Pero sabía que llegados a ese punto no bastaba con haber revelado lo que había descubierto. Tenía que hacer algo más.
—Quiero que me pongáis micros —dijo secándose los ojos con el dorso de la mano—. Ahora mismo. Nick vendrá a verme al monumento a Jefferson dentro de una hora, alrededor de las siete. Ha sido él el que ha insistido en reunirse aquí conmigo así que no creerá que lo hemos preparado nosotros. A ver cuánto le puedo sacar.
Hubo silencio al otro lado de la línea.
—¿Jack? ¿Estás ahí?
—Sí —se aclaró la voz—. Anna, escucha. Agradezco que me hayas pasado esta información y que estés dispuesta a ponerte un micro, pero… no me gusta la idea de enviarte ahí.
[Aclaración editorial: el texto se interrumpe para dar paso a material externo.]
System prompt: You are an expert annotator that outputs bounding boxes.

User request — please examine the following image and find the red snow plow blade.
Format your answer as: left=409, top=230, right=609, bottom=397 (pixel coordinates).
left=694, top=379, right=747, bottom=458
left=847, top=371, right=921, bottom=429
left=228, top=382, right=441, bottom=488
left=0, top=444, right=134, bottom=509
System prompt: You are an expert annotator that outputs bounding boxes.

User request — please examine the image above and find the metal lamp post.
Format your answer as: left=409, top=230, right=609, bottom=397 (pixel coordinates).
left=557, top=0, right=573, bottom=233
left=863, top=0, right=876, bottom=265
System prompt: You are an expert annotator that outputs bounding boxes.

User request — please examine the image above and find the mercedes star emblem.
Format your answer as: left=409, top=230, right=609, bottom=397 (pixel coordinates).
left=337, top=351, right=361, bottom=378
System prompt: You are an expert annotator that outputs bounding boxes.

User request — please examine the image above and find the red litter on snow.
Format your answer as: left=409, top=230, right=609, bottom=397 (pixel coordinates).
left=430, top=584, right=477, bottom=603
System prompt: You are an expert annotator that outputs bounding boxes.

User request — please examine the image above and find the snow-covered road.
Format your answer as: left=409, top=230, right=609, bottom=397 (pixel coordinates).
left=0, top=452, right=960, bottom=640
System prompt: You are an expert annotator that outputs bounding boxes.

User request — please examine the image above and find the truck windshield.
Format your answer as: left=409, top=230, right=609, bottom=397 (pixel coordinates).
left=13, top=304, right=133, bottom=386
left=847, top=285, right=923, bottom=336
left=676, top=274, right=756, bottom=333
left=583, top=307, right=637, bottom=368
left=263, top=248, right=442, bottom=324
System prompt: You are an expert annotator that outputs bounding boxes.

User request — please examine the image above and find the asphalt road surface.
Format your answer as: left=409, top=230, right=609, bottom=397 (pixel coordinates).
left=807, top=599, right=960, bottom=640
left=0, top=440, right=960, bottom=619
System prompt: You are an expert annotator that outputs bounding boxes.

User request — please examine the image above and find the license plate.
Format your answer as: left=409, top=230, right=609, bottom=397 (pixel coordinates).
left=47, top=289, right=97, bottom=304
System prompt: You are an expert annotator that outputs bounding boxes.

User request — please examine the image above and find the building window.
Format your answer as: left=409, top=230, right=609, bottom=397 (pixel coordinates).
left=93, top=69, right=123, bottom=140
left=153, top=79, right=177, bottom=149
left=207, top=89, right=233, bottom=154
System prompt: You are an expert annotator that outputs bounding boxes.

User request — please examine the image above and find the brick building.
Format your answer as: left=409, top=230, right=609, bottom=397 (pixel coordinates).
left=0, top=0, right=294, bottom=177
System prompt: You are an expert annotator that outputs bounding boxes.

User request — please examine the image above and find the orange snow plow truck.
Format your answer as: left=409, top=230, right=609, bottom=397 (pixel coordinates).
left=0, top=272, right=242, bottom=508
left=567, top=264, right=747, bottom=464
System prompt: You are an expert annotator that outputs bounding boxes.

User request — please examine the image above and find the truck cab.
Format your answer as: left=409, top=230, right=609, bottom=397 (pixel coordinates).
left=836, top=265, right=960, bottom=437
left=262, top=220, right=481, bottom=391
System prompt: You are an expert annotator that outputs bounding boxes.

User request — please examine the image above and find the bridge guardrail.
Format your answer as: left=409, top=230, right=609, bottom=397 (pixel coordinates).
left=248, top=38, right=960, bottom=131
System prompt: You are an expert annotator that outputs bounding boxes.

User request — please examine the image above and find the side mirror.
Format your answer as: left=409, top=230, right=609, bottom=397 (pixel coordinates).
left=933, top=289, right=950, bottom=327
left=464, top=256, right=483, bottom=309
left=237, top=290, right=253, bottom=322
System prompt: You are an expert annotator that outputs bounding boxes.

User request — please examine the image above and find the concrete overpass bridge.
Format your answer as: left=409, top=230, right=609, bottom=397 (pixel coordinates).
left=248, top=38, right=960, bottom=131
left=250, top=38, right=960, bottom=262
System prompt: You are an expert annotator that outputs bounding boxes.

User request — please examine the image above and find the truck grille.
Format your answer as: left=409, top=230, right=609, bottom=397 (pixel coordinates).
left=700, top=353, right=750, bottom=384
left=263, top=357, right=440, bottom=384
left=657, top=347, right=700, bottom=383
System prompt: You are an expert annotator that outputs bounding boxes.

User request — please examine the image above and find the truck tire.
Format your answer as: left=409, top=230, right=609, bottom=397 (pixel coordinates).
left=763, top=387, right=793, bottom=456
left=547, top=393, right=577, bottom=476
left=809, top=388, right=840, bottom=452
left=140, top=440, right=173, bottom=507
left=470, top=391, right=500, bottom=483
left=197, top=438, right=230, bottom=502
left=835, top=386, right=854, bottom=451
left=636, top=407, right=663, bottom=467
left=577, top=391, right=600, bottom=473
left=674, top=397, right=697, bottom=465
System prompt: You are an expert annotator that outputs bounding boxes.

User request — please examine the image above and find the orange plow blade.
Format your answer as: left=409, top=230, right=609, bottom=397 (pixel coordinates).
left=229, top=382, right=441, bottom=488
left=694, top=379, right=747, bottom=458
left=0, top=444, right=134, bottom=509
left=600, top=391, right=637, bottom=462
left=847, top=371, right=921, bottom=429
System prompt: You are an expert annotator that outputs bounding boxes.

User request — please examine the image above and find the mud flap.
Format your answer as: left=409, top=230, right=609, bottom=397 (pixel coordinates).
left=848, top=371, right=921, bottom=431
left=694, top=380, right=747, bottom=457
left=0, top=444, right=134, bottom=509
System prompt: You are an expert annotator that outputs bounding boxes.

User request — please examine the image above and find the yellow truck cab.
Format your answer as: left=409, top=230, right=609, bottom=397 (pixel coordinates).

Es peligroso. Podrías resultar herida.
—Es una investigación de homicidio, no una feria benéfica —dijo con ironía—. Vamos, usáis colaboradores todo el tiempo, hay gente que se gana la vida llevando micros encima. Es una oportunidad genial. Sabes que es una gran oportunidad.
Él se detuvo, estaba inquieto.
—Ni siquiera estoy seguro de que podamos llegar allí a tiempo.
—Tengo fe en ti, Jack. Ahora nos vemos.
Colgó antes de que él pudiera ponerle alguna otra excusa. La conmovió que se hubiera mostrado preocupado por su seguridad, pero la seguridad física era la última de sus preocupaciones. Ahora lo importante era hacer las cosas bien.
Solo esperaba que Jack llegara allí a tiempo.